What PhotoCaptioner AI's location pin colors mean
Every geotagged photo gets a colored pin on its map. Here's exactly what each color is telling you.

When your photos contain GPS data — which most iPhone and modern camera images do — PhotoCaptioner AI shows where they were taken on a map, drawn locally with Apple’s MapKit. No coordinates ever leave your Mac. Each pin’s color tells you where the coordinates came from.
Green pin — from the photo itself
A green pin means the coordinates came directly from the photo’s EXIF metadata. This is the trustworthy case — treat green pins as ground truth.
Orange pin — inferred from the caption
An orange pin appears when a photo has no embedded GPS, but Gemini identified a recognizable landmark and the coordinates were derived from that, then verified. Usually right for famous places — but an informed guess, so verify before archival cataloging.

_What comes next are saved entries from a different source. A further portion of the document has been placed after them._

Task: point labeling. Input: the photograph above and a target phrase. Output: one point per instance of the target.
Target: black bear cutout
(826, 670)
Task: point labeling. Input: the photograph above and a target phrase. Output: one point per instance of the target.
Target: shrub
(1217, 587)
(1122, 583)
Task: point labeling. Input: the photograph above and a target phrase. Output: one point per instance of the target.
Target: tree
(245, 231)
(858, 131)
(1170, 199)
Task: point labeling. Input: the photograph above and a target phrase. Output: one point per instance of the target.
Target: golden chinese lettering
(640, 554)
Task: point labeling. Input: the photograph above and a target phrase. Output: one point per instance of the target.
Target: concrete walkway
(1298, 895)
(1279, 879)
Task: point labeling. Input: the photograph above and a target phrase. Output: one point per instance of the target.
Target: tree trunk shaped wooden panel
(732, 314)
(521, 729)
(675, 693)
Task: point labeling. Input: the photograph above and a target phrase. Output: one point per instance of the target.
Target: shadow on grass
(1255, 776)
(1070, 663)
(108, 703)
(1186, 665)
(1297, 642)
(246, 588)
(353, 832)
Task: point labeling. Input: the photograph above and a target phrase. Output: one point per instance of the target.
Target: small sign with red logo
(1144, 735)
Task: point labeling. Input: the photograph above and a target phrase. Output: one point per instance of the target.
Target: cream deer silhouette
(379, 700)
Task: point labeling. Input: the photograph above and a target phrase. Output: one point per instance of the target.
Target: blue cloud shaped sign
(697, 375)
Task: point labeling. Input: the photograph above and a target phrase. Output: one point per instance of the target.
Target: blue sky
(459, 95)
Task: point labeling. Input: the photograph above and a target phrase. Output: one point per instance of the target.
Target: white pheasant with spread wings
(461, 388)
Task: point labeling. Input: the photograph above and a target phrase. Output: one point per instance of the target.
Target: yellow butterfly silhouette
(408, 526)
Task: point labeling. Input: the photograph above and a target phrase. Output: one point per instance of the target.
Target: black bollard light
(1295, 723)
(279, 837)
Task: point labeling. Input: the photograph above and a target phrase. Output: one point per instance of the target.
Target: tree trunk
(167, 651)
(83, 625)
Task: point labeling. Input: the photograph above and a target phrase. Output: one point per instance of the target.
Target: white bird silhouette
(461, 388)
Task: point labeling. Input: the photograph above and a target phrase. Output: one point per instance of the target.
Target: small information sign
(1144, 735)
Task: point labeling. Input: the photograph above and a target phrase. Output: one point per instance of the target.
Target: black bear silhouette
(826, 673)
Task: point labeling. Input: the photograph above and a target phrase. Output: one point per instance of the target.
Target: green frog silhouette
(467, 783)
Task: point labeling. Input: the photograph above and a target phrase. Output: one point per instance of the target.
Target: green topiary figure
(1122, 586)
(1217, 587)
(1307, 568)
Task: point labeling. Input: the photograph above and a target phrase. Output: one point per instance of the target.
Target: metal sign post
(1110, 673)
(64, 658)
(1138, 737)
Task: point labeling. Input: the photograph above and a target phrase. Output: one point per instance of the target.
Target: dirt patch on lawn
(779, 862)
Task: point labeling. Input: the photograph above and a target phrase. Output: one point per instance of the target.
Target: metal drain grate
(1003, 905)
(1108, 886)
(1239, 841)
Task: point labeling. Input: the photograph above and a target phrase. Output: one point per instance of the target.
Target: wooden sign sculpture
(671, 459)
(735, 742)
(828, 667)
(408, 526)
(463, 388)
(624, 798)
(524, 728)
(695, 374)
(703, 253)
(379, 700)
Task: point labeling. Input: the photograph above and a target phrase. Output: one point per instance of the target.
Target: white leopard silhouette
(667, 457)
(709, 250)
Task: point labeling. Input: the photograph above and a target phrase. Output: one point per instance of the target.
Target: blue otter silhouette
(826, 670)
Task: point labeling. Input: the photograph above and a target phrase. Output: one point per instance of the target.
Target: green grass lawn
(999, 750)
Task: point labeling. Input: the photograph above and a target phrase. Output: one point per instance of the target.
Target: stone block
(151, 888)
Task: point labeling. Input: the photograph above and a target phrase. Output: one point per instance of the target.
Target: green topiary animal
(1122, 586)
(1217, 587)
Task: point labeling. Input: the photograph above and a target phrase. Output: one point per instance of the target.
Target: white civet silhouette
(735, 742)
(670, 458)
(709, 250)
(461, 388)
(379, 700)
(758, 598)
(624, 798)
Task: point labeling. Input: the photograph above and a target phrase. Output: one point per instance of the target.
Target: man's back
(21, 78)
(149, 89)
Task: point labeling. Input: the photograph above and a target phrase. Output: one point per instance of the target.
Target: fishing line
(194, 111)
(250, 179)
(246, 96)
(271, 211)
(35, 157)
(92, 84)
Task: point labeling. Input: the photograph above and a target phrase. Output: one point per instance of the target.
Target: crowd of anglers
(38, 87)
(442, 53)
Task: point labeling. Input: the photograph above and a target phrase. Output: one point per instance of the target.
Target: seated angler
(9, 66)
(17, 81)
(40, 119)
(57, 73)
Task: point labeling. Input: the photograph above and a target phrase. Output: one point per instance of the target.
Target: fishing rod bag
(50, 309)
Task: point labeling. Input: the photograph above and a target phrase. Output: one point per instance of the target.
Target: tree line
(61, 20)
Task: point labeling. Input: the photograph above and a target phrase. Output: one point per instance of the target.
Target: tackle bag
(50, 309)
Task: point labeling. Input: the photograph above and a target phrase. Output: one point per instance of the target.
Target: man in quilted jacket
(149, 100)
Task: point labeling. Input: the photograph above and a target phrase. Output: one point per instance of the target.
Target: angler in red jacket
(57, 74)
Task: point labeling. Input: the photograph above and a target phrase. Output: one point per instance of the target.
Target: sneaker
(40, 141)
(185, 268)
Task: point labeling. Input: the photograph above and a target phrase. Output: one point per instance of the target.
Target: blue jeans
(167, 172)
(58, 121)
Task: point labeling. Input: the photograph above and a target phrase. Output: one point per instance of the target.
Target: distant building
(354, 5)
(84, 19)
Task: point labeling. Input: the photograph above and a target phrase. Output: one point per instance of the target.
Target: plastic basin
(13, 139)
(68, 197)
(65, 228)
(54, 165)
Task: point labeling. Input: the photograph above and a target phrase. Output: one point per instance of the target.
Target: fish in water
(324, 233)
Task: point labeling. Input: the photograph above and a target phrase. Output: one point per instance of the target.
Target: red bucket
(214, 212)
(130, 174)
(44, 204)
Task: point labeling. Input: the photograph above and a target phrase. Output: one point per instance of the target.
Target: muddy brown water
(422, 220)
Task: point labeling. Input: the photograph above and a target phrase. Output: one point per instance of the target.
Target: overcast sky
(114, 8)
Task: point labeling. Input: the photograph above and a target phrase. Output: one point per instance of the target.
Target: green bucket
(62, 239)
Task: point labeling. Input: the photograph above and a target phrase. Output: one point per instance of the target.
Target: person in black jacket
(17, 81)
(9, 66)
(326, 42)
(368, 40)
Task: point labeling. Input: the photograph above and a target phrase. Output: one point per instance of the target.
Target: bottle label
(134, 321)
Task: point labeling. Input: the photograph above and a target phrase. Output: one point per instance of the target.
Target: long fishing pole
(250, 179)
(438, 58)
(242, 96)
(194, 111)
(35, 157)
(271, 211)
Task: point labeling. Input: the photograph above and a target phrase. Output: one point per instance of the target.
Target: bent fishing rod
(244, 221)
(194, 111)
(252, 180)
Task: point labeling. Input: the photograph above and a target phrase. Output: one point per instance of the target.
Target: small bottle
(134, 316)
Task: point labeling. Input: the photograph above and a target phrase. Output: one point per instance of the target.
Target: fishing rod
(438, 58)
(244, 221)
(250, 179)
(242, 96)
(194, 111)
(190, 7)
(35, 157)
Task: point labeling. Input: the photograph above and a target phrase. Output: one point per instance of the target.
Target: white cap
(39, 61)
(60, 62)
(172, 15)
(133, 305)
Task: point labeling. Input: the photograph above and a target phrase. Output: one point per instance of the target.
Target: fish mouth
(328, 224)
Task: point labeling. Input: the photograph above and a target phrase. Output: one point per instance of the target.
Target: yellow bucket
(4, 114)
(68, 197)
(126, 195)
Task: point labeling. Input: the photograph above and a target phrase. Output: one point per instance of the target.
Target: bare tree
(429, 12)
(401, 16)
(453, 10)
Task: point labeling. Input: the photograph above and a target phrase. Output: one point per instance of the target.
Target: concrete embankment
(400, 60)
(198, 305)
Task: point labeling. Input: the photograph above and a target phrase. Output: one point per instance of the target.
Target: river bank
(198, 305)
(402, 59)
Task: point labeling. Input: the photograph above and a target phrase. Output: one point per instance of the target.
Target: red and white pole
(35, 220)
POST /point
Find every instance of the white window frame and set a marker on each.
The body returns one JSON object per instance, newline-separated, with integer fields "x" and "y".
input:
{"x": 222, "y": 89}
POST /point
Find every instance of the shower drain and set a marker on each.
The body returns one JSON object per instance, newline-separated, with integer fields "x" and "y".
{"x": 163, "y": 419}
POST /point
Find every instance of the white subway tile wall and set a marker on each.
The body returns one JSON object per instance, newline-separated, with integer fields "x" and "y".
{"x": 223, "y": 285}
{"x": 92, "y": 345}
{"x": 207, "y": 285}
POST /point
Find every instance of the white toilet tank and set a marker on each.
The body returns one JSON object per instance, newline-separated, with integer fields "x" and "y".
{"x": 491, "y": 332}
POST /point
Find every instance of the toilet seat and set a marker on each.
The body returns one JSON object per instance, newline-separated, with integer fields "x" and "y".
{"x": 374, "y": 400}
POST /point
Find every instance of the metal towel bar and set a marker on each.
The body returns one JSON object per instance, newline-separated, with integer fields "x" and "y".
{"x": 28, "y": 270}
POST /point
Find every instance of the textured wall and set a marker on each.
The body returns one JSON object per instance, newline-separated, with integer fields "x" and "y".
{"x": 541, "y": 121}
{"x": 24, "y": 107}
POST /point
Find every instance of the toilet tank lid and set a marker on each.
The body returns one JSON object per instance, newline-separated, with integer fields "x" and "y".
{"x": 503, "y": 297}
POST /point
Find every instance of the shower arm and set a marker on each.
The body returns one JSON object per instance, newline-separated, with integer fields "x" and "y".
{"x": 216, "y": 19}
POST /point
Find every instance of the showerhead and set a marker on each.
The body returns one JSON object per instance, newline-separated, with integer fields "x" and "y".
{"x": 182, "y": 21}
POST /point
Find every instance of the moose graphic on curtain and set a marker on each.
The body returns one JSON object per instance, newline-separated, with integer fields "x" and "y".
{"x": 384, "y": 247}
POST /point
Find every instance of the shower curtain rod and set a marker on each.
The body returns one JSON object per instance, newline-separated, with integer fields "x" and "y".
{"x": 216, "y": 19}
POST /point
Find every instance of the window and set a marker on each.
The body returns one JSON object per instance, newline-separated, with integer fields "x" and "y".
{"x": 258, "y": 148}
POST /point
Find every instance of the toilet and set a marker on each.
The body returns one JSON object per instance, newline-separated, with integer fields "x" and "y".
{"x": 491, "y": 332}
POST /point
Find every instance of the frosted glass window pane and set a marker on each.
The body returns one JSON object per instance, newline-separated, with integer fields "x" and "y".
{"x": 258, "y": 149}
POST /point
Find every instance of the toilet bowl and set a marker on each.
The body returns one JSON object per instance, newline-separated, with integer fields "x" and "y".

Green pins are ground truth. Orange pins are informed guesses — worth a second look.
No pin — no location data
Neither embedded GPS nor a recognizable landmark? You’ll see “No location data for this photo.” The caption is still generated from visual cues. Photos often lose GPS when shared through messaging apps.
Why it matters
For a searchable, archival-quality library, the pin color tells you how much to trust each location. For the most accurate venue names, add a Google Places API key.